T-Mobile USA’s Sidekick mobile phone service operated by Microsoft’s Danger subsidiary encountered a service disruption that resulted in some Sidekick phone customers losing their personal information including contact names, phone numbers and digital photos (the New York Times had a summary, and The Register has some juicy speculation on the origin of the outage). Many commentators used this episode and other recent “cloud” system outages to cast doubt on the reliability of cloud computing. I suggest taking a breath and a think.
What happened to Microsoft with Danger was an IT snafu that could have happened to any data center. While data was apparently lost, it was not compromised. The Register article points to possible design issues in the infrastructure. This unfortunate event was not something unique to “the cloud”, but what was different is that an apparent IT process mess-up affected lots of consumers. When you compare the Danger episode to what happens when your internal email server dies, the difference lies in who is aware of the problem: with your internal email server, only your company knows it is down (not the entire world).
From a security perspective, both the Microsoft Danger episode, Amazon EC’s recent DDoS, and Google’s hosted email availability challenges point to birthing pains for some Software-as-a-Service (SaaS) and Infrastructure-as-a-Service (IaaS) offerings. Something significant to note is that while we have seen service outages, we have not yet seen security breaches that compromised sensitive data. Such a breach might slow cloud computing’s adoption, but most enterprises are being careful in what data they move to the public cloud and how they protect it.

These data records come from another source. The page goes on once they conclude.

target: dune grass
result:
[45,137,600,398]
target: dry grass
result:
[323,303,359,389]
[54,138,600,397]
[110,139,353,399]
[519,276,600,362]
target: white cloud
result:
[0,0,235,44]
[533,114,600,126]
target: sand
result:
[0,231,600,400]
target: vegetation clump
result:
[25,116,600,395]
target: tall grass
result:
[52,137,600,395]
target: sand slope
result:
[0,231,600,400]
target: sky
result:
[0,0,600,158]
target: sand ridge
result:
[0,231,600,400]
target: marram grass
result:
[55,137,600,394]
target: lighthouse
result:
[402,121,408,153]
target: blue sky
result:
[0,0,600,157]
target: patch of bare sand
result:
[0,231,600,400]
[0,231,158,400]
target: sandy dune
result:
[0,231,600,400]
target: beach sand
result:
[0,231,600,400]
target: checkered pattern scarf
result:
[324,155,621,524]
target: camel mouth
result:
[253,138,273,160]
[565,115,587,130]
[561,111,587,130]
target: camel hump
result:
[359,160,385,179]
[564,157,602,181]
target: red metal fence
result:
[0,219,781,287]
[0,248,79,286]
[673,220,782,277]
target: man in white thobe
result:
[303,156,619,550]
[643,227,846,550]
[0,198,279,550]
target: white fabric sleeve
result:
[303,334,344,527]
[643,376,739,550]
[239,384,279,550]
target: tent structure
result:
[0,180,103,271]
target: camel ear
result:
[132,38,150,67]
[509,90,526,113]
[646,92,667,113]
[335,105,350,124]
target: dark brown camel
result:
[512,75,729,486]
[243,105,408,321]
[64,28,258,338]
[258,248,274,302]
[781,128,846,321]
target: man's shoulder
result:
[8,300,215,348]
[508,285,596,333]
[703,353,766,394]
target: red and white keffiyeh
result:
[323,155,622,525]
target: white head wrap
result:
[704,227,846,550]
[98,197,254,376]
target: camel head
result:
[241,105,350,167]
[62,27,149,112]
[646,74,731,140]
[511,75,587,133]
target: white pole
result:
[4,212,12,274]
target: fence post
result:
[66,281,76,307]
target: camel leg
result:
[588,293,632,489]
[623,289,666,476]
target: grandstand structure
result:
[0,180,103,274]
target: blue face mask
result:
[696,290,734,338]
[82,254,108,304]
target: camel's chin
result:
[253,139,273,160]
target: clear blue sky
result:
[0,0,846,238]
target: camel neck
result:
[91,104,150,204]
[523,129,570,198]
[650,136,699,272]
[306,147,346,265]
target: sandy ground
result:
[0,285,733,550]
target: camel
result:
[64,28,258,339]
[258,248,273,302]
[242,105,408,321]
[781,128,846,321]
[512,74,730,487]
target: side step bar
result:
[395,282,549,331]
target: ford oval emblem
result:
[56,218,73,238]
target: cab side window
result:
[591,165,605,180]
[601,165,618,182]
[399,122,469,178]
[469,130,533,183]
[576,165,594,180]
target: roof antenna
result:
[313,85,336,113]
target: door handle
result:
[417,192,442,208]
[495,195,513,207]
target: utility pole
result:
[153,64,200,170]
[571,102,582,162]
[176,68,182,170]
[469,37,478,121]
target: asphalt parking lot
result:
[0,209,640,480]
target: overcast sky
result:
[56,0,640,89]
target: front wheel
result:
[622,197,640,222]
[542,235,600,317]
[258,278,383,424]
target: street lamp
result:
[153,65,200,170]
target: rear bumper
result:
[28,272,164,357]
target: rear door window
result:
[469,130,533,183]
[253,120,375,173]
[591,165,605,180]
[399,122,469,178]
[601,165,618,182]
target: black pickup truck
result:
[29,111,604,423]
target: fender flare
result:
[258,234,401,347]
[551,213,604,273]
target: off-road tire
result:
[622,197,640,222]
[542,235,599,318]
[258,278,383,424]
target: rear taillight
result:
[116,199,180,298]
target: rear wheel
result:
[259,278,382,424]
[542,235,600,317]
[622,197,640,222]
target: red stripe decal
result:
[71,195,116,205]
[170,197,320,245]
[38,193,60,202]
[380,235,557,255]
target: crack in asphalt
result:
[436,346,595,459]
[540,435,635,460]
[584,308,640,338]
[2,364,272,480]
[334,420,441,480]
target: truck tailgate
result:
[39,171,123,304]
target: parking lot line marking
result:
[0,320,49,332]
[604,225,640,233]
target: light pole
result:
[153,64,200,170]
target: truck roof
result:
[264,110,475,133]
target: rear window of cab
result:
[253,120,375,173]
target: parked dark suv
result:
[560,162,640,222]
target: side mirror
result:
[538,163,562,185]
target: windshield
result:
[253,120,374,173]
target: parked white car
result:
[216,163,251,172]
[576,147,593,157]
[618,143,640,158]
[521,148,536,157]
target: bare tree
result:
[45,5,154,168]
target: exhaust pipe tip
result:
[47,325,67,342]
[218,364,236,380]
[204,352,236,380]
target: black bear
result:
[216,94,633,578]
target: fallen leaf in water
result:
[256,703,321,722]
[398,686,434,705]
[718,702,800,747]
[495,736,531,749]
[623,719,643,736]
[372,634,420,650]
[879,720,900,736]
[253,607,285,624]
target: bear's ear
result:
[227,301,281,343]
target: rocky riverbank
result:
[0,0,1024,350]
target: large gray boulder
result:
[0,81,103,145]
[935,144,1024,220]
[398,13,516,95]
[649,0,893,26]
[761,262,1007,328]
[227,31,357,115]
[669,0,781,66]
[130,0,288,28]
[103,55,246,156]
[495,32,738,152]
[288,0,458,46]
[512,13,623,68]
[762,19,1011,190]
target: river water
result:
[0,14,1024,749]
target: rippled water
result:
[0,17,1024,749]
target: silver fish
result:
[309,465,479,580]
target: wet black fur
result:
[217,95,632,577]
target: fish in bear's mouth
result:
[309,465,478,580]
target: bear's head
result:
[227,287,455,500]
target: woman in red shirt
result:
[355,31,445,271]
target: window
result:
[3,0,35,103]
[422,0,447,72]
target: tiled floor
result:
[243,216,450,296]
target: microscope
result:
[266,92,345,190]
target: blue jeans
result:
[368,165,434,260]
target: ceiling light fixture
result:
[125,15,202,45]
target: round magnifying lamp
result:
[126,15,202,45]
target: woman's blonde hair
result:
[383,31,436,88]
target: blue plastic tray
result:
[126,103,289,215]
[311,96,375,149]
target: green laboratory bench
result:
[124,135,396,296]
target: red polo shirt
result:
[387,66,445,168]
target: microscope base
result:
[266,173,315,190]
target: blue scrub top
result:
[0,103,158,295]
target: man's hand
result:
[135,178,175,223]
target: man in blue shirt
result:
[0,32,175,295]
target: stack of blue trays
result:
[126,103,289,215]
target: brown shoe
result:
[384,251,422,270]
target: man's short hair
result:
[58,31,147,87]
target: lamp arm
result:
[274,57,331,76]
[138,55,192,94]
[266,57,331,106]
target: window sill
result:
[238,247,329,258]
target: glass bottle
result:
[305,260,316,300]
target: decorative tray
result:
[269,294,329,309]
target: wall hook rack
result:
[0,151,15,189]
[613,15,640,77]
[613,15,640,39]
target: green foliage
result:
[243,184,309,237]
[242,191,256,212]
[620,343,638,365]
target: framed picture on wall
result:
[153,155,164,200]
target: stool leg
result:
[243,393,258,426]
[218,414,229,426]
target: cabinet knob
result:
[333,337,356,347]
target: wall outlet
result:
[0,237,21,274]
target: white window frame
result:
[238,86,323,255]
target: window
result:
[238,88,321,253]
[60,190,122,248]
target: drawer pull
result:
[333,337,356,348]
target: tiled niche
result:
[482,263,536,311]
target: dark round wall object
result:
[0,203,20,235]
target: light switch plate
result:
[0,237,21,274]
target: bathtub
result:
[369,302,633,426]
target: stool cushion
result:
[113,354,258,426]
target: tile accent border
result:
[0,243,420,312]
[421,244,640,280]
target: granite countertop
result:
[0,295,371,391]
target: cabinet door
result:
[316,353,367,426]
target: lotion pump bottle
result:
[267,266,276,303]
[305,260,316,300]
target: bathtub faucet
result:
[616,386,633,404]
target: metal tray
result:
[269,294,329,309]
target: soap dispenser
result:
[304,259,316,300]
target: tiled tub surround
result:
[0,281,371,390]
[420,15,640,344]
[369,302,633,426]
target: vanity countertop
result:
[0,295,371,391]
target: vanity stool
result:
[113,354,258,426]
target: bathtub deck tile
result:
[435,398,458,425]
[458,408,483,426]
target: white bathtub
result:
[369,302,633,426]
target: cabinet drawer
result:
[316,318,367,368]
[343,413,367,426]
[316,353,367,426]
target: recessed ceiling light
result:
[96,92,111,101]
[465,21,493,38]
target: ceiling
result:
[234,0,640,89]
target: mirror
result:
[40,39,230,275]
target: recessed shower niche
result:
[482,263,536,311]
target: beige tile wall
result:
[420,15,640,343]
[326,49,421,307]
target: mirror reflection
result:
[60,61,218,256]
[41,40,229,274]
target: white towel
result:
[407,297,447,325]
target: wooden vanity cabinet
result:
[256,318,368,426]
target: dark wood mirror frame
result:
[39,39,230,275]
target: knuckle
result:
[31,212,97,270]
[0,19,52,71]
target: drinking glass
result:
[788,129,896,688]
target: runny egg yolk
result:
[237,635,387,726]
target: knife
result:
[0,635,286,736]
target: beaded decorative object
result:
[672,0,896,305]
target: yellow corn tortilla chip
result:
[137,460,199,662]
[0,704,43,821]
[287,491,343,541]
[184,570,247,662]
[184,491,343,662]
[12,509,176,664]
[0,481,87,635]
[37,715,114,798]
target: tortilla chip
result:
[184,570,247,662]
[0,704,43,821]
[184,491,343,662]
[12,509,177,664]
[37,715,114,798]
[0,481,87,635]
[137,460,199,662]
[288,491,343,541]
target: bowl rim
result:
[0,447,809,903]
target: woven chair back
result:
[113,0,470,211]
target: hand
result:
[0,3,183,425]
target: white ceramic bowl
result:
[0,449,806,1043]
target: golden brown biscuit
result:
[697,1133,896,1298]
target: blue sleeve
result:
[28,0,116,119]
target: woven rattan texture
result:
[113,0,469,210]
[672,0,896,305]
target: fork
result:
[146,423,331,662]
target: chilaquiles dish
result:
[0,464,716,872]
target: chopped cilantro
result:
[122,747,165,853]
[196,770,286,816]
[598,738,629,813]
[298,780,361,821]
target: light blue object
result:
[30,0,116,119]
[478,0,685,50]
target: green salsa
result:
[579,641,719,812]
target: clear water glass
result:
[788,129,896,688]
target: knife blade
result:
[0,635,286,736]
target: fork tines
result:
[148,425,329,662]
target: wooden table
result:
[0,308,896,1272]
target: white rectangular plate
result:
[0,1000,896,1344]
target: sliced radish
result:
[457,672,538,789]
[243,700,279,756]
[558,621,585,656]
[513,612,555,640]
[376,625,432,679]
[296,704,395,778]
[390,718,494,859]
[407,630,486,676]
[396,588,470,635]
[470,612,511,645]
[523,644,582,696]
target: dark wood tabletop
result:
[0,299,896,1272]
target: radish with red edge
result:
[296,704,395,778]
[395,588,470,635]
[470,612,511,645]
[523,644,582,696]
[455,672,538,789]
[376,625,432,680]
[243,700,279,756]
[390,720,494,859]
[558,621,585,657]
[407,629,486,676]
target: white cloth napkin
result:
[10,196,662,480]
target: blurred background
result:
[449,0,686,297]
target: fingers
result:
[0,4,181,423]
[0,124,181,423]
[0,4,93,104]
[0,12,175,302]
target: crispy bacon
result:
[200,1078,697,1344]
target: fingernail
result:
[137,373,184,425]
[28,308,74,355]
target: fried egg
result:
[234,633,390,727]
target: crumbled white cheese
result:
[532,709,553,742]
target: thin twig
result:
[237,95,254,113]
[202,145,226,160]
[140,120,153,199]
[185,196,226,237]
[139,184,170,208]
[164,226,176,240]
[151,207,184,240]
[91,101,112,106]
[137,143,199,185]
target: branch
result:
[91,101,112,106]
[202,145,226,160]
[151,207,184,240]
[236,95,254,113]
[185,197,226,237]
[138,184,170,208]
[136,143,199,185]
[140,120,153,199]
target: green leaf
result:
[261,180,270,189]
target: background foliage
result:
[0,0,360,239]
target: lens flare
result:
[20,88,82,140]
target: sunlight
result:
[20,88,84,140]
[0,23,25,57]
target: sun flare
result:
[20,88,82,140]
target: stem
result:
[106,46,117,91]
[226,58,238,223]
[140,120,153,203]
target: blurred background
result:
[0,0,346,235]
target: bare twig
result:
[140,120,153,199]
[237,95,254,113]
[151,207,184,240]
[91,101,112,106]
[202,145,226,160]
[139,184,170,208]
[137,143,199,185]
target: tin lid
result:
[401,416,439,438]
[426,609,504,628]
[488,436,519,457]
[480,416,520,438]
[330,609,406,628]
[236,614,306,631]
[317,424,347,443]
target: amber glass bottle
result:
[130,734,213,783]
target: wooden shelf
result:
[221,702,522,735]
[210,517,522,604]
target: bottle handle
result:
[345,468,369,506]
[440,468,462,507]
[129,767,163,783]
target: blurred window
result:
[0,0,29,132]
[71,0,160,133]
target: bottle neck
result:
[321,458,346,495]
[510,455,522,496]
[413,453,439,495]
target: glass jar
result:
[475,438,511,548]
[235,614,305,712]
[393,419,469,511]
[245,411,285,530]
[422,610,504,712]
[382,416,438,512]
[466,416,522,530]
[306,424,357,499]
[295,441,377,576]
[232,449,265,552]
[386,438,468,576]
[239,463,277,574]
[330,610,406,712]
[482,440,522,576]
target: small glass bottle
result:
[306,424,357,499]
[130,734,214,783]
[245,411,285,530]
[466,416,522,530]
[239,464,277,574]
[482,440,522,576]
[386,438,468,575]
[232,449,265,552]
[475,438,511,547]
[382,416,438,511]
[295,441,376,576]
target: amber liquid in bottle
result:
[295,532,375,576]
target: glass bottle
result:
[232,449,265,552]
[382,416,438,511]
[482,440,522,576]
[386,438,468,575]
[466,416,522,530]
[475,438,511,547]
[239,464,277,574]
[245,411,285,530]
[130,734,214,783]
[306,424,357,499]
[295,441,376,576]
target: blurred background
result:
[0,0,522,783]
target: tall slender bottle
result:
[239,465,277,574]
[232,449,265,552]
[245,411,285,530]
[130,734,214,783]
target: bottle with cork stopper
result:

A data breach in the public cloud will eventually happen, but my prognostication is that the cost savings and flexibility provided by Sofware-as-a-Service/Platform-as-a-Service/Infrastructure-as-a-Service (and hosting) will drive adoption with security teams highlighting and attempting to mitigate risks. A key challenge for security professionals is to avoid saying “no, no, no” and instead say “Yes, cloud computing is good, but you need to do X, Y and Z to secure your application and sensitive data”.